Скрипач не нужен (Басинский) - страница 248

– Я не считаю себя писателем. Я – пишущий человек. Я преподаю в университете, а сочиняю для себя, потому что мне это доставляет удовольствие.

Я киваю головой и делаю понимающий вид. Какой, скажите, скромный человек! Все думают, что он – Писатель, а он – совсем нет… Он – простой преподаватель. А сочиняет ради удовольствия.

– Алексей! Ваши творческие планы…

Но про себя я говорю: «Ах ты, пенек московский, князь ты мой прекрасный! Барин из Пролетарского района! Писателем он себя, видишь ли, не считает! Послал, видишь ли, рассказы в «Октябрь», а его – бац! – и напечатали. Напечатали и ладно – еще насочиняем… А я из своего С. посылал статьи в московские издания, и мне шли ответы: не для нас, дескать, пошлите еще куда-нибудь… И я, как последний чудак, посылал еще куда-нибудь и еще куда-нибудь, а меня и там посылали куда-нибудь. И каждый раз, получив московский конверт, я запирался в общежитском сортире (единственное место для одиночества) и долго не мог письмо распечатать, воображая, что через пять минут выйду отсюда эдаким Львом Аннинским, Игорем Золотусским и скоро буду читать журнал со своей статьей и капризно надувать губы:

– Нет, это решительно невозможно!.. Здесь же опечатки!..

Но я выходил не Аннинским и Золотусским, а простофилей Пашей Басинским, которого снова послали куда-нибудь подальше. И лишь потом, работая в «Литературной газете», я понял, что меня вовсе не куда-то посылали, а просто намекали в интеллигентной манере: «Сиди-ка ты, родной, в своем С. и не рыпайся!
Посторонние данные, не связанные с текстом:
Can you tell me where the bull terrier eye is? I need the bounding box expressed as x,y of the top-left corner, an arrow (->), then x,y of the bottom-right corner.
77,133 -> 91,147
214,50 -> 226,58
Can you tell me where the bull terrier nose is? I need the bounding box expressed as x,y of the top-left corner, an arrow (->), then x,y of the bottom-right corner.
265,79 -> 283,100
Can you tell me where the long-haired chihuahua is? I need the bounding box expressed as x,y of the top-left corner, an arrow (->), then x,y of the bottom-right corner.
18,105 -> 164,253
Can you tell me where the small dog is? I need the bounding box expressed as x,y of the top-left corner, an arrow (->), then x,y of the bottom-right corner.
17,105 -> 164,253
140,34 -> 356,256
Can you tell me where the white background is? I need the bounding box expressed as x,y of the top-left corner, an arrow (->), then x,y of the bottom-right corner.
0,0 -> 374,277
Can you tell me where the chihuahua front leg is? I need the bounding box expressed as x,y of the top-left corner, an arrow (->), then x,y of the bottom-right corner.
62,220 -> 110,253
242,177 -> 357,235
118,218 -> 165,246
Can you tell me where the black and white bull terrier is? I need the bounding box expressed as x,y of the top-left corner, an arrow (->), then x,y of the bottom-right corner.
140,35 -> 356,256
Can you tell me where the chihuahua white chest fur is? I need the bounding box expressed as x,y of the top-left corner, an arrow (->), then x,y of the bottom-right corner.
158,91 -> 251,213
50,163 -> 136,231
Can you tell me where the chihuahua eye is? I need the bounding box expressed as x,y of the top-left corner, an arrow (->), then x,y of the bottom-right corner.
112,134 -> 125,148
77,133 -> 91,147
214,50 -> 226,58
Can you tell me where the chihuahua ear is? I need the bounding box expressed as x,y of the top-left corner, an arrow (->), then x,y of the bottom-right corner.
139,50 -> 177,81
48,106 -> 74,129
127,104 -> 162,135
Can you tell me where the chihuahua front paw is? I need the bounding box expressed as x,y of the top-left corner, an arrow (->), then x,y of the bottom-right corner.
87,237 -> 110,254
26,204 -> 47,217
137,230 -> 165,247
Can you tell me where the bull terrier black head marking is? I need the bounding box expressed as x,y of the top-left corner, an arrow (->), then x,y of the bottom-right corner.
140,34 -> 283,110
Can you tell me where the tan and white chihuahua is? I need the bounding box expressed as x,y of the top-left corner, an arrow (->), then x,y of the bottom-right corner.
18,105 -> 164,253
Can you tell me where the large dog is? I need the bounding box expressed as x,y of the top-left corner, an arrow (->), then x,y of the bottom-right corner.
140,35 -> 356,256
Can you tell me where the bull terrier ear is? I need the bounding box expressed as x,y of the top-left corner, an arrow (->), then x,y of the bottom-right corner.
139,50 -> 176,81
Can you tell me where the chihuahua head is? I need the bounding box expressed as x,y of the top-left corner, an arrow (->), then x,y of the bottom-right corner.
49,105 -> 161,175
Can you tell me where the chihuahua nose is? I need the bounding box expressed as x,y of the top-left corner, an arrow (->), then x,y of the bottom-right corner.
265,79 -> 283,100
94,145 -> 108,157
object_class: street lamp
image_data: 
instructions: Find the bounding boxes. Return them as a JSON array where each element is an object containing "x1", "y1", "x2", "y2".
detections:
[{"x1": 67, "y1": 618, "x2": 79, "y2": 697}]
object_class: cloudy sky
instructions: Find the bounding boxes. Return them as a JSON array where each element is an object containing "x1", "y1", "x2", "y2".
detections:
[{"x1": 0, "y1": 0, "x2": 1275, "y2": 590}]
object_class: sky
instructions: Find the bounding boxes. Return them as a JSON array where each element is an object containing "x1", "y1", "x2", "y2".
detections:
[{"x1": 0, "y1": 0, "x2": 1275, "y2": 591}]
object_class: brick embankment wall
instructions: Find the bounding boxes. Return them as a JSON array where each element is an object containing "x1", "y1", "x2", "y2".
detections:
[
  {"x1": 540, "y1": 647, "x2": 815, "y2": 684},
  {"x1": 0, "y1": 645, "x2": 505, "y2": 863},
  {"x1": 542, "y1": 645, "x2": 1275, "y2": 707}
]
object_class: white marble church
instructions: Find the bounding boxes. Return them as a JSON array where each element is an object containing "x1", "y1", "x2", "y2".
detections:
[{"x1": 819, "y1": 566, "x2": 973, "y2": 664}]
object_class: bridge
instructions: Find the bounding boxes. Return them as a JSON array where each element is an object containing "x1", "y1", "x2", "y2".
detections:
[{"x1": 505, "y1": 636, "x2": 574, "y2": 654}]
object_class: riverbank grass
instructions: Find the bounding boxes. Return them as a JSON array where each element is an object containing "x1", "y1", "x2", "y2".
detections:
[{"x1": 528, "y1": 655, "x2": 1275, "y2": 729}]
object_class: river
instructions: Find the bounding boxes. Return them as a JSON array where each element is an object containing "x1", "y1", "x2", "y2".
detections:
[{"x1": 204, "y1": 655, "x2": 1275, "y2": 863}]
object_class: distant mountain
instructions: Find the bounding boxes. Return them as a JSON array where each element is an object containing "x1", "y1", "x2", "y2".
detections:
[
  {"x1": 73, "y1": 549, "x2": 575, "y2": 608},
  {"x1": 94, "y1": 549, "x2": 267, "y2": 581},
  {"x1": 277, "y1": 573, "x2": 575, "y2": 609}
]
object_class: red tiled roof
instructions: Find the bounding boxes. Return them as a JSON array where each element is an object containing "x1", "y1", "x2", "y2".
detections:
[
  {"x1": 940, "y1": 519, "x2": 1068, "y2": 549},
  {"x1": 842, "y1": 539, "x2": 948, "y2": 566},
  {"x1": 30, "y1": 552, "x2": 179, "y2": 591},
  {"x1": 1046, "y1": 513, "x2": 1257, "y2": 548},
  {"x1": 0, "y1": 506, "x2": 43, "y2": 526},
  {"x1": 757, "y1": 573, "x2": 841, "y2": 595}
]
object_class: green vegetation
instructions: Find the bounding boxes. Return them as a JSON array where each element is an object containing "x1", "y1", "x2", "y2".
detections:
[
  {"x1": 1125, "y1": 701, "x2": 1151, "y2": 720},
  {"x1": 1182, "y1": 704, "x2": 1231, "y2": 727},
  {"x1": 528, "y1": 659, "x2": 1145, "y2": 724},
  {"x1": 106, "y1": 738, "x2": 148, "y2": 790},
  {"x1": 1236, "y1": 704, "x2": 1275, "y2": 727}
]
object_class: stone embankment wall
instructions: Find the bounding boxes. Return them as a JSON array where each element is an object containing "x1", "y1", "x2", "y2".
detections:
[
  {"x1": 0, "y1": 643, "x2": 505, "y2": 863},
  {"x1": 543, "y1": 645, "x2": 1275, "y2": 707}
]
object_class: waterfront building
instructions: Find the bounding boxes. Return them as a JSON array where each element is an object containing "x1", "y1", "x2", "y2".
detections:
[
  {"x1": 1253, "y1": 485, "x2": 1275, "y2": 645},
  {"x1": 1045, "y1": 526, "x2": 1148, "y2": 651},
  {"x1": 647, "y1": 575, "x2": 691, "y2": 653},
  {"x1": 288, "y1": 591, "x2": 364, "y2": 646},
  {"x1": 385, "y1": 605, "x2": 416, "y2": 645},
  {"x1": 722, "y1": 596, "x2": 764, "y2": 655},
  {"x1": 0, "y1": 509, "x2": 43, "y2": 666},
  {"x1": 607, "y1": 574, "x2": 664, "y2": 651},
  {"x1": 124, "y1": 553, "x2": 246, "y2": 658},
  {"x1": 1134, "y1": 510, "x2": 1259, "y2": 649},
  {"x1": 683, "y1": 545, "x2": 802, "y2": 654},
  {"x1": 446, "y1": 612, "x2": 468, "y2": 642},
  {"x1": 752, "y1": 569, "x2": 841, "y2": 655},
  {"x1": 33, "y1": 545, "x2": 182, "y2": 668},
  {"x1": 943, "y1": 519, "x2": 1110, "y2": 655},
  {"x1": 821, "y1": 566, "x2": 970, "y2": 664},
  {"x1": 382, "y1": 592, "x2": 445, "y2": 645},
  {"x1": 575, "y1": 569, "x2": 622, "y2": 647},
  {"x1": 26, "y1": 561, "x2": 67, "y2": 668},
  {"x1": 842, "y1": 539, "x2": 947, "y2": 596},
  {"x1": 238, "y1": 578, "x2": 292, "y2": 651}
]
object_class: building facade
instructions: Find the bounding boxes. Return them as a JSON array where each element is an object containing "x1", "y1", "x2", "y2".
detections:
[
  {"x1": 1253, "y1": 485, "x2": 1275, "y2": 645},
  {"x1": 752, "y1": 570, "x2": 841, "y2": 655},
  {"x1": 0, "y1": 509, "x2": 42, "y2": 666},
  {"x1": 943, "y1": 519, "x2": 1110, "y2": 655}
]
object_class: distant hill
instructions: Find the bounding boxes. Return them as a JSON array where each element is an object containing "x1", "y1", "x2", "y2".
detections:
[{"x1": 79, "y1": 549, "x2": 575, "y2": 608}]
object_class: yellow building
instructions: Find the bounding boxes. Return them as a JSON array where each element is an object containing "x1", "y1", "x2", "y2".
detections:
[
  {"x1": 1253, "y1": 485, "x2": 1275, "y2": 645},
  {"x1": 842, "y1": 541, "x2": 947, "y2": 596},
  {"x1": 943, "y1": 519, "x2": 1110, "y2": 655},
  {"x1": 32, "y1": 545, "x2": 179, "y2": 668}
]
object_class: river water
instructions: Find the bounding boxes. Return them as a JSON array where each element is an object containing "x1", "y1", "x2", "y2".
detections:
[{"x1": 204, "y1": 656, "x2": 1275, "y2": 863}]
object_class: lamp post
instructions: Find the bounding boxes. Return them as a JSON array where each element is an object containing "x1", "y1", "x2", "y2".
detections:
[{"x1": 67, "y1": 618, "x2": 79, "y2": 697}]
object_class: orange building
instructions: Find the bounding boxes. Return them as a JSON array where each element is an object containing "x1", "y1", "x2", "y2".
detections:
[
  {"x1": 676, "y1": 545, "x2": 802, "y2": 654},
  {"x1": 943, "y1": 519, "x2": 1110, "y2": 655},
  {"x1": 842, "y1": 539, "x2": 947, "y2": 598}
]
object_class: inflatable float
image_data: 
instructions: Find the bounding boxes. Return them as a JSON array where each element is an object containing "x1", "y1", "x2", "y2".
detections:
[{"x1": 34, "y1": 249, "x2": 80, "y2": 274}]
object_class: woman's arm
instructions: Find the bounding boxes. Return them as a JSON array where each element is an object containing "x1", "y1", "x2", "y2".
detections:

Без тебя тесно!»

Как-то в столовой Ленинской библиотеки молодой, но уже маститый столичный филолог рассказывал, что его родители, потомственные литераторы, советовали заняться творчеством Горького, но он не согласился, потому что «общаться с этой горьковедческой шатией-братией западло». Я-то как раз тогда занимался Горьким и очень любил и жалел этого большого писателя и солнечного человека – моего великого провинциального брата, одного из самых значительных мастеров нашей «масонской ложи». Но меня поразил даже не тот снобизм, с которым он говорил о дорогом мне человеке, а та степень свободы, с которой он в молодости сделал свой выбор. Я живо вообразил, как детально, не торопясь, он проговаривал с родителями свое будущее. Потом они, возможно, поссорились на несколько дней. Потом отец вызвал сына в кабинет и извинился за несдержанность. А сын, краснея, сказал: «Да брось ты, папа!» Потом они обнялись и роняли в своей 4-комнатной квартире на метро «Аэропорт» скупые мужские слезы. Потом папа сел продолжать роман о юности В.И.Ленина, а сын пошел заниматься Набоковым и Ходасевичем.